Background and aims: Ileal strictures are the major indication for resective surgery in Crohn's disease (CD). We aimed to define ileal gene programs present at diagnosis linked with future stricturing behavior during five year follow-up, and to identify potential small molecules to reverse these gene signatures.
Methods: Antimicrobial serologies and pre-treatment ileal gene expression were assessed in a representative subset of 249 CD patients within the RISK multicenter pediatric CD inception cohort study, including 113 that are unique to this report. These data were used to define genes associated with stricturing behavior and for model testing to predict stricturing behavior. A bioinformatics approach to define small molecules which may reverse the stricturing gene signature was applied.
Results: 19 of the 249 patients developed isolated B2 stricturing behavior during follow-up, while 218 remained B1 inflammatory.
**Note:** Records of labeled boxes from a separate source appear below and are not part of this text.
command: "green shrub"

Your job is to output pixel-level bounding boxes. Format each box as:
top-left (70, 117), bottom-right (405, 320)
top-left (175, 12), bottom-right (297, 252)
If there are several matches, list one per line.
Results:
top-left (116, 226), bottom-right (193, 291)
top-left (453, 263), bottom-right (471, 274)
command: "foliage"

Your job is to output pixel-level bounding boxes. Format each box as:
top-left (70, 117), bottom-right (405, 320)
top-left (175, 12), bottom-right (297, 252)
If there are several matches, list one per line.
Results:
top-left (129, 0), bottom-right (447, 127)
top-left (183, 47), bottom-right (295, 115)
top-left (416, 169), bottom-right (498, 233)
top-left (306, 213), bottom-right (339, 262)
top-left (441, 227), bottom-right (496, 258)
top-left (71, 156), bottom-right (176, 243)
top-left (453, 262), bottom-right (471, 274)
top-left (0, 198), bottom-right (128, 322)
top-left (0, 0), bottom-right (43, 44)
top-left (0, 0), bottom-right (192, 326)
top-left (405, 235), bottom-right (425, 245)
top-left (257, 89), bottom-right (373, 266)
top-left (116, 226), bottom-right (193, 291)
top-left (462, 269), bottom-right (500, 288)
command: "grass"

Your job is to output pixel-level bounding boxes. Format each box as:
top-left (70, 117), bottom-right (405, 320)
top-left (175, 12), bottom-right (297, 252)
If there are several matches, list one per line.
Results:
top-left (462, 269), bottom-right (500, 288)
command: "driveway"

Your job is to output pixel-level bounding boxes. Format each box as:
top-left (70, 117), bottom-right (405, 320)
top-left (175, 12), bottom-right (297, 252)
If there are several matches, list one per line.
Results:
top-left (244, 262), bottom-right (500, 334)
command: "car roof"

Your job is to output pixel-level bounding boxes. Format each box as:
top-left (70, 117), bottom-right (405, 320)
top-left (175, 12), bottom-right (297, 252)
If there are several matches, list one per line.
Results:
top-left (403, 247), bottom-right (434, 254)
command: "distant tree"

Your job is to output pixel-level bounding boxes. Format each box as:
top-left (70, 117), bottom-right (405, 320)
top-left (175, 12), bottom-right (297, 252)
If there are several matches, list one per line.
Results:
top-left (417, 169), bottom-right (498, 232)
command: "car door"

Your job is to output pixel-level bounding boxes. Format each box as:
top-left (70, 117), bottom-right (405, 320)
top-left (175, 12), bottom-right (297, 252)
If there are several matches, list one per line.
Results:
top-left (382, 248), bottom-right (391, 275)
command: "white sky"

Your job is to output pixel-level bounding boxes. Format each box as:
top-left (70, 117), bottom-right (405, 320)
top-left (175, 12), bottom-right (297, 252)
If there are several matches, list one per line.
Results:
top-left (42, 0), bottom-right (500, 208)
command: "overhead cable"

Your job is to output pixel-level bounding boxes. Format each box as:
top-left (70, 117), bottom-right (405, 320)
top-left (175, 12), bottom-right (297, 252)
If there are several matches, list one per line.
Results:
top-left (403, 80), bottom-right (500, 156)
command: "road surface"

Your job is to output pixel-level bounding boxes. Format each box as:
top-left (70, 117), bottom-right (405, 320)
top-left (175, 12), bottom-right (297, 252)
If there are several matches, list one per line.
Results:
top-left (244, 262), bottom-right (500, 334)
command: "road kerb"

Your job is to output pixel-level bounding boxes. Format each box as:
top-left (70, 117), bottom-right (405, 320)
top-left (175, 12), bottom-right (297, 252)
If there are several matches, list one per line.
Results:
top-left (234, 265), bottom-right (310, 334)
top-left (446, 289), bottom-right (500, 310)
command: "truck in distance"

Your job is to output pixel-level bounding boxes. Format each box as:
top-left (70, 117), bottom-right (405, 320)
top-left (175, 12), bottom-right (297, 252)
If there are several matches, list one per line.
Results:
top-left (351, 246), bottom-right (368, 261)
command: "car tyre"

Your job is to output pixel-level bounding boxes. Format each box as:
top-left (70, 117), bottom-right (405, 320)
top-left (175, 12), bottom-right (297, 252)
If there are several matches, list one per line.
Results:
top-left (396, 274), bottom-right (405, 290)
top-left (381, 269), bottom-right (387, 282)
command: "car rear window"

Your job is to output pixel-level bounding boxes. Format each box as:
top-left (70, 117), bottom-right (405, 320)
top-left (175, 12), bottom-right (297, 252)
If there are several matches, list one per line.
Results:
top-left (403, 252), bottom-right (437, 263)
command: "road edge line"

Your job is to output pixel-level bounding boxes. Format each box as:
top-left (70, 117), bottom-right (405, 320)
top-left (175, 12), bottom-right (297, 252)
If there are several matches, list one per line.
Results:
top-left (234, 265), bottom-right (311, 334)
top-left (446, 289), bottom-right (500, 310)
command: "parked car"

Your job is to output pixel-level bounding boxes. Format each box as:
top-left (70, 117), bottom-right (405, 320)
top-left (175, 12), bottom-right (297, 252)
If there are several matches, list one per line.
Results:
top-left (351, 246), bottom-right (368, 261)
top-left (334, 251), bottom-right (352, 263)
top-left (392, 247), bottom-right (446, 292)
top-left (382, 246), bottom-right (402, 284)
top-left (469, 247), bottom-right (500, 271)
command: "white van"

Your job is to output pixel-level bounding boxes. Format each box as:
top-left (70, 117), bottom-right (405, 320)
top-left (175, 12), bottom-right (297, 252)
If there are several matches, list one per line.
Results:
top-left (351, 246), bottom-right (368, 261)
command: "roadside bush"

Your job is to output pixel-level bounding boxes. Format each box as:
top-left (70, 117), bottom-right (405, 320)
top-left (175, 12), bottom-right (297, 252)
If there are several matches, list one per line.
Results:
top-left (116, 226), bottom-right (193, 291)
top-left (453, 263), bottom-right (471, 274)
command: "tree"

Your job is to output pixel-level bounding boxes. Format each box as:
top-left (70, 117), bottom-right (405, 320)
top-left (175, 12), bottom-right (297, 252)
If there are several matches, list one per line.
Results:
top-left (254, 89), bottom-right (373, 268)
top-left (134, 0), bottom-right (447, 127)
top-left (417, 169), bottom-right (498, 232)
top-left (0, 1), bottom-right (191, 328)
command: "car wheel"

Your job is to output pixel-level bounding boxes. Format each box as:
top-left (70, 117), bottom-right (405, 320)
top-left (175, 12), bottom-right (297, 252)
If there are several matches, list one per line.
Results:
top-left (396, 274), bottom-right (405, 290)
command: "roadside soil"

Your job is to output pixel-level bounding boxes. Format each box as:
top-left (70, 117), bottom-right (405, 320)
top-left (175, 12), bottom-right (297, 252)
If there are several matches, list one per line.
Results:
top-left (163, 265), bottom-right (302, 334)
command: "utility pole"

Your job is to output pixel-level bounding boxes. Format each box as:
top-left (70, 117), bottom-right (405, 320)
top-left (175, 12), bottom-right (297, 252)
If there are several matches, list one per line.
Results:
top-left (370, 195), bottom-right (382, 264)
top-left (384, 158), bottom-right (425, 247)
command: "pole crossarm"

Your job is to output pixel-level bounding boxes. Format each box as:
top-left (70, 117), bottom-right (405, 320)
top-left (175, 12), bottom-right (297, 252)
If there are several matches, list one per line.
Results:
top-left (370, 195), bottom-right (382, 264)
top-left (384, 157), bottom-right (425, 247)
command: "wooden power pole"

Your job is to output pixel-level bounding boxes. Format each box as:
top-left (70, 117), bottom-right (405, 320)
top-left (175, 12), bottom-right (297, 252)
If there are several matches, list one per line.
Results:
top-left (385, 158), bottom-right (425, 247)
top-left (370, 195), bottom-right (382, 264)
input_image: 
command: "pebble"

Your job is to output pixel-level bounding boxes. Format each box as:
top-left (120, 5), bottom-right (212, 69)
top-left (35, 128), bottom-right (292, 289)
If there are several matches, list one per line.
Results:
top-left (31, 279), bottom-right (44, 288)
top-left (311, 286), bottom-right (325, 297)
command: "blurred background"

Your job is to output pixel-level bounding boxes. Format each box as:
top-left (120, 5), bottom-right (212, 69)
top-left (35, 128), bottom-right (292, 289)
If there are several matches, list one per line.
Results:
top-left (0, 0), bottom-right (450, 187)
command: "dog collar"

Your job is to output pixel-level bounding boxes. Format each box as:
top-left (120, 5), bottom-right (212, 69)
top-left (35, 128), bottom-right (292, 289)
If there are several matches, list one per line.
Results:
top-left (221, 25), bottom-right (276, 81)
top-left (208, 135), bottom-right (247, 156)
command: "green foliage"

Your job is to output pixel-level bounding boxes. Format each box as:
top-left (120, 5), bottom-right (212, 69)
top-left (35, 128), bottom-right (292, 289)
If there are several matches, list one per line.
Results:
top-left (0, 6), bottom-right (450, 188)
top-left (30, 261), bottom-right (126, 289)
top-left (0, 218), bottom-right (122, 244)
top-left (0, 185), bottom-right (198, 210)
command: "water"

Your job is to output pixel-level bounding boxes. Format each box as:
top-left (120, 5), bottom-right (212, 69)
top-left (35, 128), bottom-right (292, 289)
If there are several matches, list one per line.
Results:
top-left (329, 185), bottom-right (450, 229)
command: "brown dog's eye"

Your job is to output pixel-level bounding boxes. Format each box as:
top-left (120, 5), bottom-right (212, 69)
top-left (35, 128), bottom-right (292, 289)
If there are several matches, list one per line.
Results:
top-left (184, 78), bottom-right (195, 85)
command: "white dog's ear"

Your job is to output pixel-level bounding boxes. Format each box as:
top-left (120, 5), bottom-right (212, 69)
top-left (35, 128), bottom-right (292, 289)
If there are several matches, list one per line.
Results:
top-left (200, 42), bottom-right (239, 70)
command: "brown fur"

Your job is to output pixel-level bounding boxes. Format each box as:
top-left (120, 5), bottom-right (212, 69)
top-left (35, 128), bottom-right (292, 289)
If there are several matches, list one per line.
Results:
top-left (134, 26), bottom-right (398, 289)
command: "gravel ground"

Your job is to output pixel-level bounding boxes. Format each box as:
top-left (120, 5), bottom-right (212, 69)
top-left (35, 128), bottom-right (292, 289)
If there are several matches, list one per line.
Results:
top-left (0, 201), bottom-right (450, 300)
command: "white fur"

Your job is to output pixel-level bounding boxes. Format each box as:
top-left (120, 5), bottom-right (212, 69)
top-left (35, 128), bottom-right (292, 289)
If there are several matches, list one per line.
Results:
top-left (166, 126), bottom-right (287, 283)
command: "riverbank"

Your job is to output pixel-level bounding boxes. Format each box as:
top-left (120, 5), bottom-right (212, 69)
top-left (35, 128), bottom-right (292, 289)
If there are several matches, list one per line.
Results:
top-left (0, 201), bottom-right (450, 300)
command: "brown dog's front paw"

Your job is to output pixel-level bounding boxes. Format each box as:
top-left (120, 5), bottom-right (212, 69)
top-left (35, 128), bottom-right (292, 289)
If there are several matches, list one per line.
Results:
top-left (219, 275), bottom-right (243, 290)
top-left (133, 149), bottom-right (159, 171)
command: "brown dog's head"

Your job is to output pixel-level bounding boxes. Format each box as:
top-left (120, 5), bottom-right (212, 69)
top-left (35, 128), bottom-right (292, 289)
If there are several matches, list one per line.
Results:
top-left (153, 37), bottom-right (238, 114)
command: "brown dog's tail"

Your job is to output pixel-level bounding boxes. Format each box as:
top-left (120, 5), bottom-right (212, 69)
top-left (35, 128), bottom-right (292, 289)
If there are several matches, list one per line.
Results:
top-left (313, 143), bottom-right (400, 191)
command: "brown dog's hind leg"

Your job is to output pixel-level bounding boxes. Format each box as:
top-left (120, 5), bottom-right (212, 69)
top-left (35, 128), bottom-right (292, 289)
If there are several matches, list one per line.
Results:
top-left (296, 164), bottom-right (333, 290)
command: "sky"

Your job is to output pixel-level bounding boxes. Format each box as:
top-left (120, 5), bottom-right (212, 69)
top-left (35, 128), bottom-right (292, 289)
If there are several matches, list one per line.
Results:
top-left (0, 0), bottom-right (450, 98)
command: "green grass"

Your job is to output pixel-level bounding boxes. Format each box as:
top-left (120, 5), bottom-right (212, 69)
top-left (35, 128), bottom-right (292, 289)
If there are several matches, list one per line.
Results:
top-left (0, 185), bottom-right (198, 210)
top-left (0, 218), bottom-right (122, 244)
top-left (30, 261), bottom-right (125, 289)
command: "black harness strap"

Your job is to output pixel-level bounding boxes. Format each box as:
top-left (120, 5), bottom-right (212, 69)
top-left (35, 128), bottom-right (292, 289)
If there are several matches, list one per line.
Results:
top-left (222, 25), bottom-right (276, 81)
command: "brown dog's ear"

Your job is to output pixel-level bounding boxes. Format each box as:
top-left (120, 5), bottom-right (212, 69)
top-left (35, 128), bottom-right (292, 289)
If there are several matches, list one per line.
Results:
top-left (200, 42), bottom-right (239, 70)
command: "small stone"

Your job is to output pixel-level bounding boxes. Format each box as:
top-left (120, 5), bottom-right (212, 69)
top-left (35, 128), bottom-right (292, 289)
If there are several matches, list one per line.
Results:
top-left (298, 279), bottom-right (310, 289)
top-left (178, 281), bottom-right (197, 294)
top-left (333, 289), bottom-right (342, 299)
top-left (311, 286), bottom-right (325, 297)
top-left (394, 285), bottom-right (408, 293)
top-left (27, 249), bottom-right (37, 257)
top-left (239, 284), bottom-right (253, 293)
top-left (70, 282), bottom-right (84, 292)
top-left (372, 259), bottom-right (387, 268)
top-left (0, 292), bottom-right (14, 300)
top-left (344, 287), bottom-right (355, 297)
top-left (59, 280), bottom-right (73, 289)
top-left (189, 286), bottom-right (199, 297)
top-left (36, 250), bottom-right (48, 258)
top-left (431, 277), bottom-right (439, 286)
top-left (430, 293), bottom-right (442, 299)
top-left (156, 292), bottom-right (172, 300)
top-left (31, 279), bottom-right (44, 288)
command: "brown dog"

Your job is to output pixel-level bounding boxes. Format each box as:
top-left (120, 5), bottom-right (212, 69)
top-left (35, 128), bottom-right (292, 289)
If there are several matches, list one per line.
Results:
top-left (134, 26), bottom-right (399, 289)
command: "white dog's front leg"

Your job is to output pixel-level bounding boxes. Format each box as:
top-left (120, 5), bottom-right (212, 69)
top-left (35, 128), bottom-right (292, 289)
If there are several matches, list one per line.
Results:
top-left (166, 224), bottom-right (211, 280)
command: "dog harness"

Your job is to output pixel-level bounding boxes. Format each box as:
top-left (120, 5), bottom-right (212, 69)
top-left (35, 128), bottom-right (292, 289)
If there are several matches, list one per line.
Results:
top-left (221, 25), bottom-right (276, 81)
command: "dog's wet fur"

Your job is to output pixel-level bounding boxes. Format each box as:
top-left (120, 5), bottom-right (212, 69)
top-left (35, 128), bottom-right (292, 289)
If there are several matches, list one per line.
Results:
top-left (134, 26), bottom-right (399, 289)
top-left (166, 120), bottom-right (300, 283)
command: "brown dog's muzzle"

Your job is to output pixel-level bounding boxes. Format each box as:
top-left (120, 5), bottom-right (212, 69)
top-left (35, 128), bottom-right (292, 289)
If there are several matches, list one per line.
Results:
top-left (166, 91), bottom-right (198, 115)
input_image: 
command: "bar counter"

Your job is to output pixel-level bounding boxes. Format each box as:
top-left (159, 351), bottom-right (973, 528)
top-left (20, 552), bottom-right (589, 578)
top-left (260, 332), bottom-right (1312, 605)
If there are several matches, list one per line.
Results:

Using deeper RNA sequencing than in our prior report, we have now defined an inflammatory gene signature including an oncostatin M co-expression signature, tightly associated with extra-cellular matrix (ECM) gene expression in those who developed stricturing complications. We further computationally prioritize small molecules targeting macrophage and fibroblast activation and angiogenesis which may reverse the stricturing gene signature. A model containing ASCA and CBir1 serologies and a refined eight ECM gene set was significantly associated with stricturing development by year five after diagnosis (AUC (95th CI) = 0.82 (0.7-0.94)).
Conclusion: An ileal gene program for macrophage and fibroblast activation is linked to stricturing complications in treatment naïve pediatric CD, and may inform novel small molecule therapeutic approaches.
Keywords: ileum; pediatric Crohn Disease; small molecule; surgery; transcriptome.